Friday, November 11, 2011

We Are the Moral Majority


You have to admit, the two major news stories breaking this week -- the reported homosexual relations by a football coach and boys on the Penn State campus and the accusations by at least five women of sexual harassment by former National Restaurant Association head and Republican presidential frontrunner Herman Cain -- contain the ingredients for a potentially salacious media orgy that could last for the rest of the year. Just to be clear, I am not writing about them today to further fan the flames.

Instead, I want to make a moral point that goes beyond the particular parties or indignities in both these cases. It is that we owe it to ourselves as a freedom-loving, justice-seeking nation to re-examine our attitudes about how the powerful few exploit the less powerful among us.

Such an examination should confront a truth about human nature too often ignored in our public debates. Primarily, we must discover how can we better confront and vanquish vast inequities imposed by money, power, influence, and large institutional barriers of protection. We have to decide whether we want fairness, honesty, transparency, and justice when confronting the imbalances between the haves and the have-nots.

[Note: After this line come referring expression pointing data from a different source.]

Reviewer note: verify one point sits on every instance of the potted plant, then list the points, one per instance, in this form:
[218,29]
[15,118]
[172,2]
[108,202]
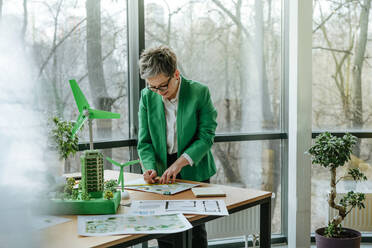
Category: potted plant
[332,152]
[63,141]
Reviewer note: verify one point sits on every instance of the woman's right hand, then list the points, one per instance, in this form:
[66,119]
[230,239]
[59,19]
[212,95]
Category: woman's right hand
[150,176]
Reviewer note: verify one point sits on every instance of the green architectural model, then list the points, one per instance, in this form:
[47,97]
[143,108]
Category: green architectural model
[92,173]
[91,195]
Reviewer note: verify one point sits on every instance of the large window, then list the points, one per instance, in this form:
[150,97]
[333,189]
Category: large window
[341,89]
[81,40]
[234,47]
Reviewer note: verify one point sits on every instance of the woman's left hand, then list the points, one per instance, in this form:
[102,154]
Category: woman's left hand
[171,173]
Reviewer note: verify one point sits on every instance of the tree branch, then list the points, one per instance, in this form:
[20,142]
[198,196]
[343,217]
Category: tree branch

In doing so, we must face such questions as: How can we revive the performance of our once-envied institutions in promoting the common good while also protecting those who haven't the resources to defend themselves? When our courts allow vast, faceless institutions of commerce to exercise the same fundamental rights as citizens, how do we ensure those corporate monstrosities are prevented from unduly compromising the rights, privileges, and opportunities of the individual? When we witness people in authority compromising the dignity of the young and less powerful, how must we respond?

I believe -- and I suspect a large majority in America would concur -- that our current public institutions and leaders of commerce, lawmaking, leadership, information dissemination and jurisprudence today are far less likely to perform their public responsibilities than in past generations. Explanations for why this is so may abound in the blogosphere, but really, in some respects, we are all to blame, because, having been lured into apathy by the false promises of the powerful, wealthy and privileged few over the last 40 years, we have abdicated our democratic ideals for short-term gains. Post World War II, many of us have forgotten, let languish, or never discovered the part of our human nature that supports nurturing behaviors designed to protect our species from the predators among us. Whether they are hidden within a famed college football program, sit on a bank board or Congressional committee, or vie for the nomination for president, such predators must be uncovered, disarmed, and punished without apology.

To turn to the political implications of this, I say to both parties: Denial is not a party plank. Moral leadership derives from a fundamental truth: We are all born equal in the eyes of God. But I insist on recognizing who among us most contributes to our moral decline. Under cover of a "survival of the fittest" canon,  Republicans and Tea Party supporters often profess hearing a calling from God yet continue to favor draconian measures to end federal support for the old, the poor, the sick, the hungry, and the homeless. Such cuts may feel justifiable to the far Right and many confused American voters in an era starved of rational conservative economic and political thought. But no political party should silently stand by, as Republicans did recently, after presidential debate attendees called out in favor of letting poor uninsured sick people die and booed a gay American soldier stationed in the Mideast. That is no more acceptable than leaving the scene of a child rape without trying to stop it or report it to police.

Nobody is arguing Democrats are morally pure, having given us both a Clinton-stained Monica Lewinsky blue dress and Anthony Weiner's crotch-gazing Twitter photo. Say what you will about the ineffective leadership within both governing parties in Washington; it hasn't been liberals and Democrats calling for drastic budget cuts on programs for America's most needy citizens. Liberals, progressives and Democrats have a long history advocating for programs that feed, house, defend and educate the underclass. That political legacy -- going back to Roosevelt's New Deal and Johnson's Great Society initiatives and continuing with Clinton's balanced approach to welfare reform and Obama's efforts to make health care more affordable -- explicitly defends minorities from the ravages of the better-off majority.

Moral courage shown in support of the most vulnerable among us is a fundamental value of Democrats and liberalism, and it is one value in which I encourage all openminded readers to become fully engaged.

1 comment:

  1. I think that this particular blog also resonates with the occupy movement's message. The OWS movement clearly asserts that the powerful exploit the less powerful among us. Further,by protesting in the streets,occupy asks us to voice our moral outrage about social and economic injustice. Your blog, mirrors these concerns and adds more. You remind us that we are both a moral nation and a democratic one. We can and should bring our concerns for the most vulnerable to the ballot box by supporting progressive candidates.